Clubs, he believes, will have to react by watching their finances. ‘For most clubs at the moment it is a question of battening down the hatches and just being very circumspect about any funding and expenditure until the whole process of inter-reaction between the media and football enables there to be more and better financial stability.’

But Buchler is adamant clubs can and should be run as businesses and should be self-financing.

He says the problem is that they have not been run as businesses in the past. And he adds having publicly listed clubs that are forced to take into account shareholder interests is a good thing.
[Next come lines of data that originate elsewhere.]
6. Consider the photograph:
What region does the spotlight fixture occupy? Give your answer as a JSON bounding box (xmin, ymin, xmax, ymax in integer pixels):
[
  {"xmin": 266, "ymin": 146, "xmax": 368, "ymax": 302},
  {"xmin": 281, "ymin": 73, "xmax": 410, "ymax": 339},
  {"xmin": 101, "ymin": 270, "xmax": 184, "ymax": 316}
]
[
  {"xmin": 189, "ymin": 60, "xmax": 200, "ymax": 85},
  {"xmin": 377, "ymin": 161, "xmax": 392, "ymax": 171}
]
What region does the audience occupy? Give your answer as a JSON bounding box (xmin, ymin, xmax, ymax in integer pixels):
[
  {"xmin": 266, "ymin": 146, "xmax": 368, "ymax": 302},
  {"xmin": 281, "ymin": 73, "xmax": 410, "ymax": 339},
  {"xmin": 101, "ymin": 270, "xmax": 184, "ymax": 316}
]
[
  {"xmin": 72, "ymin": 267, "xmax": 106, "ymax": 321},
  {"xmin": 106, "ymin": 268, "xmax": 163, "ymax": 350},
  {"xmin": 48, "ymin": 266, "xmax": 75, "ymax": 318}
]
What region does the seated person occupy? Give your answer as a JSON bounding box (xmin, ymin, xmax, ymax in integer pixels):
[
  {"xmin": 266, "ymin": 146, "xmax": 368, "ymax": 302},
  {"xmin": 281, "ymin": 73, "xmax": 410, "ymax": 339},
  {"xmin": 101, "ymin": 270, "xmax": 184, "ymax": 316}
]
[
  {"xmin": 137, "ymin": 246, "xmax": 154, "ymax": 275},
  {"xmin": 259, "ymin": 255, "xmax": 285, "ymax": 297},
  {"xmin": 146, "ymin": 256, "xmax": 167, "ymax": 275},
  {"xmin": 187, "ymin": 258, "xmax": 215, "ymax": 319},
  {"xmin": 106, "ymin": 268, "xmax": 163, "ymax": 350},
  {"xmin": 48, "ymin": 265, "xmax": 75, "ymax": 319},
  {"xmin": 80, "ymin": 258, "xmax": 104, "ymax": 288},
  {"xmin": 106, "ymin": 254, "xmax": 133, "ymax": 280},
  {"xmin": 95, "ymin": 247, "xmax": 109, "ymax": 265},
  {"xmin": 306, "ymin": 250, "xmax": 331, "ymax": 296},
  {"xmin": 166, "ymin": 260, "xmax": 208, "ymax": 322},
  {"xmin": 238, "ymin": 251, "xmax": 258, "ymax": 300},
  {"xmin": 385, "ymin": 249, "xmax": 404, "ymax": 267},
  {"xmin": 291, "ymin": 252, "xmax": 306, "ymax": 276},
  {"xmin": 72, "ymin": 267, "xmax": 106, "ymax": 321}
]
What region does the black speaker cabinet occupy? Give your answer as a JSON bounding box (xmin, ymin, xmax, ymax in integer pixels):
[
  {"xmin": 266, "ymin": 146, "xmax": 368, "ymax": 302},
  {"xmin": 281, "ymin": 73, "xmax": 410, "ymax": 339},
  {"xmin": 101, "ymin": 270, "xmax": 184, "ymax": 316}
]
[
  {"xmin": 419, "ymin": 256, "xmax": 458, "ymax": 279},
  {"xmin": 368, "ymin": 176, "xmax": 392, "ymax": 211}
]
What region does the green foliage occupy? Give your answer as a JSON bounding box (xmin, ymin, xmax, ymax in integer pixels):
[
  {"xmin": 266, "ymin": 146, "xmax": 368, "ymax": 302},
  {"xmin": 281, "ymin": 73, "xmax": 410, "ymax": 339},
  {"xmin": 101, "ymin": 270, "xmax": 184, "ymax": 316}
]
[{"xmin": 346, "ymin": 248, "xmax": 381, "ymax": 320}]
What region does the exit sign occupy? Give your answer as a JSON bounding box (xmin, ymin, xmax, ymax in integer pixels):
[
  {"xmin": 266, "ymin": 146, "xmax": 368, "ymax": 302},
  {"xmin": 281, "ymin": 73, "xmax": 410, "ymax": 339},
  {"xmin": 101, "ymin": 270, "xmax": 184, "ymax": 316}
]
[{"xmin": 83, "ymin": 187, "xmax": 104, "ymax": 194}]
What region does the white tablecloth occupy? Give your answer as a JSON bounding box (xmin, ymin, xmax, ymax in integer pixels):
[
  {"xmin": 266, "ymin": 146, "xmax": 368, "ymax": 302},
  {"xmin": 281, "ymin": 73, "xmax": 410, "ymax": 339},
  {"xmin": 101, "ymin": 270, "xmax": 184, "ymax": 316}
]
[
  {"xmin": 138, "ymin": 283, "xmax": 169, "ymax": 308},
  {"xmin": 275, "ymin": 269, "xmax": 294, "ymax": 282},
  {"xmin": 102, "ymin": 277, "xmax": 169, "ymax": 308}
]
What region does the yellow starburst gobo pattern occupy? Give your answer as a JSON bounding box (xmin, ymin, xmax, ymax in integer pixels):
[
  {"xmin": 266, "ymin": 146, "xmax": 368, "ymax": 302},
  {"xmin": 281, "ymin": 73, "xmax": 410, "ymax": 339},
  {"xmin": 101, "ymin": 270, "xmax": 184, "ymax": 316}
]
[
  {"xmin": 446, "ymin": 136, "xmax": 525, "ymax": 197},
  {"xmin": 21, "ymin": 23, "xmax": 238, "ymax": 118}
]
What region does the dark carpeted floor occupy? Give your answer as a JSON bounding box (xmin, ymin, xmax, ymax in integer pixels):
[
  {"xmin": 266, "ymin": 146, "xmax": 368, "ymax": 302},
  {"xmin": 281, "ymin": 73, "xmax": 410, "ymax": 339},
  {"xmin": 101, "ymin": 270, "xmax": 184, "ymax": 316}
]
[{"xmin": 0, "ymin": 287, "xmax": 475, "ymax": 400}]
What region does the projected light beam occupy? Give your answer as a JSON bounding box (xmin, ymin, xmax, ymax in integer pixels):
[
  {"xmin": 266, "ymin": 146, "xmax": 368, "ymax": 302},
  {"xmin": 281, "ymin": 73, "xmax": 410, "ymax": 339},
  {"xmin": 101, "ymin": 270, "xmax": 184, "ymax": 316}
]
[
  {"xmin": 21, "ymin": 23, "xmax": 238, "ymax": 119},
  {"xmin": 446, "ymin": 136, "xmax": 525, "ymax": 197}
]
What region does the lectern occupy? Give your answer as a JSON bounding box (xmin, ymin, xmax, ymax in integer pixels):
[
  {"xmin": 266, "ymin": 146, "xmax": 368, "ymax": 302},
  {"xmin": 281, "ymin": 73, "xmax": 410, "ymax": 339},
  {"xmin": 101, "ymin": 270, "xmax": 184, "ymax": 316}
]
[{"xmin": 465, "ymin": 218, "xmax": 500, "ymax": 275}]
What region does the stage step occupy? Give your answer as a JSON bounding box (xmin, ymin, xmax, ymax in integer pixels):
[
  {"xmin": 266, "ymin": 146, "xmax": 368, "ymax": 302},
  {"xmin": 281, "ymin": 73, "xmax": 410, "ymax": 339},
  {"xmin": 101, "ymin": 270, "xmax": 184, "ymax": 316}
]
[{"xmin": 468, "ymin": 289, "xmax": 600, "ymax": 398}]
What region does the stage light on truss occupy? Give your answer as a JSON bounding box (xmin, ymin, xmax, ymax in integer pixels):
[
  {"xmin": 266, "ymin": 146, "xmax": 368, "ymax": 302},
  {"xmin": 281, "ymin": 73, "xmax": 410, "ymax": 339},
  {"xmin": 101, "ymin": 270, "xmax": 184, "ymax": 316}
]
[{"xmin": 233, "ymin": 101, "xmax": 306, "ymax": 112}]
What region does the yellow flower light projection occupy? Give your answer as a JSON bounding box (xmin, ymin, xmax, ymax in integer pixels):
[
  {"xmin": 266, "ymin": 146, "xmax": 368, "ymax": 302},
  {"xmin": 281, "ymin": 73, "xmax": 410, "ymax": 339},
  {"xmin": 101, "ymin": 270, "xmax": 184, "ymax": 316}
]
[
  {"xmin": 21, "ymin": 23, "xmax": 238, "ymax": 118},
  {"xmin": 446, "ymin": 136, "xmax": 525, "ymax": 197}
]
Although the football has generated much interest, Buchler has been careful not to let his role at R3 slip and is working on several projects over the years including discussing the Enterprise Bill with the government.

Personal social responsibility

One of the main initiatives R3 launched this summer, spurned on by the crisis in accountancy, is an in-depth education on the concept of personal social responsibility. The association has launched two booklets outlining insolvency practitioners’ duties and encouraging transparency.

And although Buchler and R3 have aired a few criticisms at the Enterprise Bill, the insolvency expert is now very supportive of the new legislation.

‘I really do think that the Enterprise Bill is moving our area of rescue and recovery more towards the good bits of the American system where there is a recognition that failure is part of business culture and not always avoidable in the context of a risk culture,’ he says.

Admittedly, Buchler’s views have slowly been swayed since he sold the business of Buchler Phillips to US counterpart Kroll in 1999. Since then he has been spending a lot of time working in Kroll’s New York headquarters.

He says: ‘Working in the American culture has opened me up to the very positive nature and the more relaxed nature of the framework in which businesses operate outside the UK. That’s why I think the Enterprise Bill actually manages to a large degree to encompass the best of the American system while retaining the best of the UK system.’

Being an insolvency practitioner, according to Buchler, takes a lot of patience, flexibility, courage and ‘sometimes dogged determination’. And Buchler has displayed these qualities in abundance since he began working at Arthur Andersen in the 1980s.

Significantly, he built up his own successful insolvency practice, Buchler Phillips, and then sold it. He concludes: ‘There have been lots of ups and downs through that … it’s been a fantastic ride.’

But he says it is his family life that has kept him in check. ‘I have a five-year-old daughter and she keeps me in balance all the way through life by jumping on me at six o’clock in the morning as well as falling asleep in my arms in the evening whenever we go out to the theatre or go out for a meal.’


This week it became clear that David Buchler’s work helping in the restructuring of the Tottenham Hotspurs football club is paying off.

After a turnover of £48.4m and pre-tax losses of £3.5m in the year to 30 June, 2001, the Premiership club saw revenues rise to £65m and pre-tax profits of £900,000 over the past 12 months. Finance director Paul Viner says he is pleased with the results but adds it is important not to lose sight of finances and keep costs under control.

The club spent £16.7m on players but made a profit on player disposals of £6.3m. But chartered accountant Viner warns that when they made the sales, there was a market for player sales that ‘may not be repeatable’.

Viner says many decisions Buchler took as an executive director, between February and October 2001, and his work as a non-executive, are responsible for the current results. ‘Some of the work he did will now be filtering through in the results.’